# Gemmy Jason Vorhees for $150.00 at K-Mart starting Sunday



## briwesk (Aug 11, 2008)

oh yuck... i just ordered it yesterday. came out to 194 with taxes. it was 175 with the 10% off.


you think if i email them they will refund some money if it does go on sale?


----------



## SpookyMuFu (Sep 14, 2009)

I just bought mine a week ago.....I wonder if they will discount too.....


----------



## Witchy WomanNky (Sep 20, 2009)

*Thank YOU!*

As soon as I read this post I threw on some clothes and drove straight to Kmart. I either got the last one or the only one they had. I have wanted Jason for a few years but the only place I seen him was at the Halloween stores for $300, I knew I would never pay that. 

Again thanks so much.


----------



## SpookyMuFu (Sep 14, 2009)

I bought mine a week and a half ago at the $179 price from kmart.com and now it is completely gone from their web site........strange


----------



## xxnonamexx (Oct 14, 2005)

I live in N.Y. Kmart has it for $200 week of Sept. 20th.


----------



## ChrisW (Sep 19, 2006)

xxnonamexx said:


> I live in N.Y. Kmart has it for $200 week of Sept. 20th.

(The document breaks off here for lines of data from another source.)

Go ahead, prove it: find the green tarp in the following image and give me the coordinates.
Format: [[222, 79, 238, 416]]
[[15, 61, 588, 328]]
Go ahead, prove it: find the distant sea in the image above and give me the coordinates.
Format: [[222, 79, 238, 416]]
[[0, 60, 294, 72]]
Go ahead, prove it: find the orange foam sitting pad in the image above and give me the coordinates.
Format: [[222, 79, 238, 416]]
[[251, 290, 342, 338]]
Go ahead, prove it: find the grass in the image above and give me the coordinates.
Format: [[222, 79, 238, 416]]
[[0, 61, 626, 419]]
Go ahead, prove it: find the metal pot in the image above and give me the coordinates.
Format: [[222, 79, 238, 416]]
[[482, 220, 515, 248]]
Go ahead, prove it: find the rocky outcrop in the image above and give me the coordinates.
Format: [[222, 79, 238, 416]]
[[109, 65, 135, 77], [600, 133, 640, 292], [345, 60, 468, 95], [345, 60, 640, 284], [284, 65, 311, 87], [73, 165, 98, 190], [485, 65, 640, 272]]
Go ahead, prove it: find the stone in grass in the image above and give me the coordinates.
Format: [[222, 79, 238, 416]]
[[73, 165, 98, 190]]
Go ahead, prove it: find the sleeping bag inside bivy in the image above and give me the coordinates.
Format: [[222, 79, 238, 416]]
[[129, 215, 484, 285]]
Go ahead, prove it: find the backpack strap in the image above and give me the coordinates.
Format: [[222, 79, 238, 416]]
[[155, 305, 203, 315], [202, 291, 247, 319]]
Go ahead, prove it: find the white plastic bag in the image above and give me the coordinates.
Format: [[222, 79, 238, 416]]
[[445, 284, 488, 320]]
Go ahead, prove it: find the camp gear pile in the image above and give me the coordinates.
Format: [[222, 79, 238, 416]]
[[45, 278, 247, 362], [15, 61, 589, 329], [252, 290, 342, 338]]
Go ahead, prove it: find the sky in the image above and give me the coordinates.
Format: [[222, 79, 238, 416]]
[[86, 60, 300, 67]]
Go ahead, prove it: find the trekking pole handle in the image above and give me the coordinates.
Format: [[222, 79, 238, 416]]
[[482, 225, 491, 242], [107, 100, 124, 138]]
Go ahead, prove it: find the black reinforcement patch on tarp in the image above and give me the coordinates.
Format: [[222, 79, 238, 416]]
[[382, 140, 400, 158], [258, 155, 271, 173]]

They must have different promotions in different regions. I stopped at a K-Mart in Delaware this morning and they were selling Jason for $150.00, same as here in Maryland.

Witchy - you're welcome!


----------



## ChrisW (Sep 19, 2006)

Bumping this up to the top in case anyone missed it. Sale has been going on since Sunday.


----------



## lilangel_66071 (Sep 12, 2008)

*jason*

i got mine for $149.99 at kmart a week ago in kansas


----------



## Buzzard (Jun 23, 2009)

Are the ones from K-mart just as good as the ones from Spirit Halloween that are $250?


----------



## lilangel_66071 (Sep 12, 2008)

they are the same exact one's I seen the boxes too they are also the same


----------



## christmascandy1 (Aug 19, 2009)

i think they r the same..only Spirit upchargers theres because they r a "specialty" store


----------